Fransa’da neler okuduk?
Kısaca söylersem Mesnevi okumalarımız ve onun üzerine sohbetlerimiz hep devam etti ve halen etmektedir. Tefsir ve Hadis hep elimizin altında. Bunun yanında her dönem mutlaka bir “Akaid” kitabı okuduk. İbni Arabi’yi yalnız okumaya başladım. Hele “Füsüsü’l Hikem” adlı eserini okudukça doyamadım. Her öğretmenin onunla birlikte mutlaka Mesnevi okumasını arzu ediyorum. Bu topraklarda yaşayıp, bu topraklarda öğretmenlik yapan herkesin Mesnevi, Füsüs’ül Hikem, Mantk’el Tayr (Kuşların Dili) adlı eserleri okumayan herkes eğitimde eksiktir diye düşünüyorum.
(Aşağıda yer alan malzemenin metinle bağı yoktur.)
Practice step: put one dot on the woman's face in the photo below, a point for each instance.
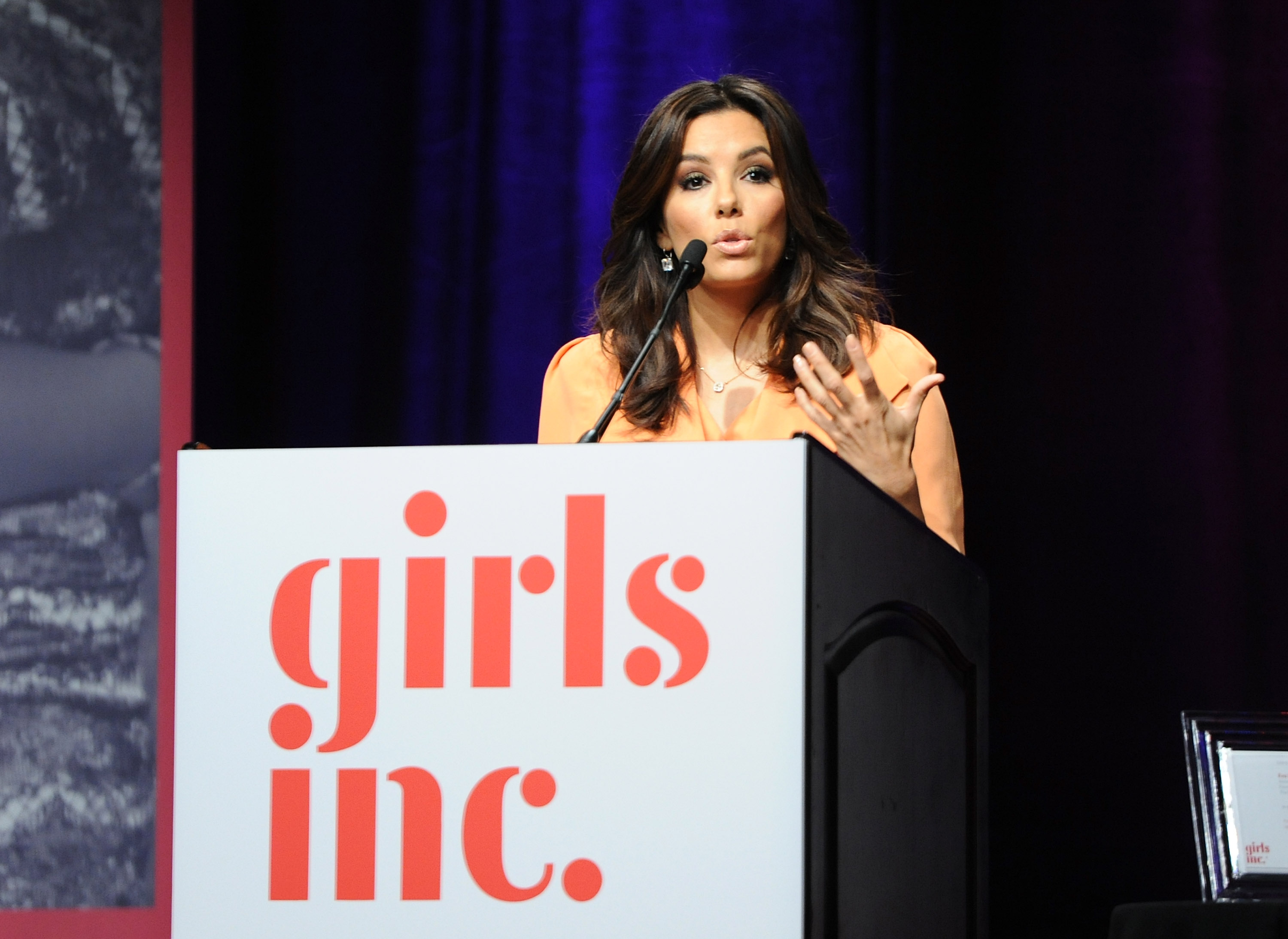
(727, 194)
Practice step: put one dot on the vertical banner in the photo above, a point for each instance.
(96, 98)
(480, 692)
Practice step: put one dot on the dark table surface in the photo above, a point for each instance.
(1194, 920)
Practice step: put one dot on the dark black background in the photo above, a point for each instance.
(1084, 212)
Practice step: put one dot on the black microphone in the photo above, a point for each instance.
(691, 276)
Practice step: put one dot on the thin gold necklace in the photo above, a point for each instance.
(717, 385)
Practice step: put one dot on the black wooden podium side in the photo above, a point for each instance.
(896, 719)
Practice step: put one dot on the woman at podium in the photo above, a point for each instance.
(784, 333)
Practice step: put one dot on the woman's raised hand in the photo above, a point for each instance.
(870, 433)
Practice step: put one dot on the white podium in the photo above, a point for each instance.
(570, 691)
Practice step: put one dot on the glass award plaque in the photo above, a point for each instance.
(1238, 772)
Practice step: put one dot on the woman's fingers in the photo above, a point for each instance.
(811, 383)
(816, 414)
(831, 379)
(862, 370)
(917, 396)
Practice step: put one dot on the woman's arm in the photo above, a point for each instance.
(73, 419)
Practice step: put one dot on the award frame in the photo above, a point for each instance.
(1210, 736)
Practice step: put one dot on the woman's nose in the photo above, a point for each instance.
(727, 203)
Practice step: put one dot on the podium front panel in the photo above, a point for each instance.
(491, 692)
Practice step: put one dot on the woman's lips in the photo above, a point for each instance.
(733, 244)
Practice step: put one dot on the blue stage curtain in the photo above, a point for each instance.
(527, 114)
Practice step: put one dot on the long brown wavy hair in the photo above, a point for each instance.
(822, 290)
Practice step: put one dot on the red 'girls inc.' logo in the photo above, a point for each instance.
(482, 834)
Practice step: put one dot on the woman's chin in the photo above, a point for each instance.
(736, 273)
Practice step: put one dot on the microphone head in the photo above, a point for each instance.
(693, 253)
(691, 263)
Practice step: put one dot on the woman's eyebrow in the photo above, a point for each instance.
(700, 159)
“Keskin düşünceler” içeren bunca eserin yanında elbette Doğu- Batı klasiklerini de okuduk. Yaş ilerledikçe gönül daha bir devreye giriyor. Batılı bir düşünürün (Bernard Shav olsa gerek) bir sözü vardır, der ki: “Otuz beş yaşına kadar sosyalist olmayanın aklından, otuz beşinden sonra da sosyalist olanın kalbinden şüphe ederim.”
Çok kısa olarak ve bir kuşbakışıyla, okuyucularımı geçmişe götürmeye çalıştım. Özel bir hayat belki,ama o dönemi yaşayan akranlarımdan bu hayata benzer hayatı yaşayanları biliyorum. Ne yazık ki, zaman zaman onların evlerine gittiğimde, o dönemlerde yayınlanan kitapların birçoğu, bu arkadaşlarımızın kütüphanelerini süslüyor, fakat sanki sonraki yıllar yaşanmamış gibi, kütüphanelerinde yeni kitaplar yok.
Elbette herkes okumayacak. Aslolan imanla dünyadan göçmektir. Bunu başarırsak, dünyada yaşadıklarımızın da bir anlamı olur. Gerisi mi, bir sürü vehim!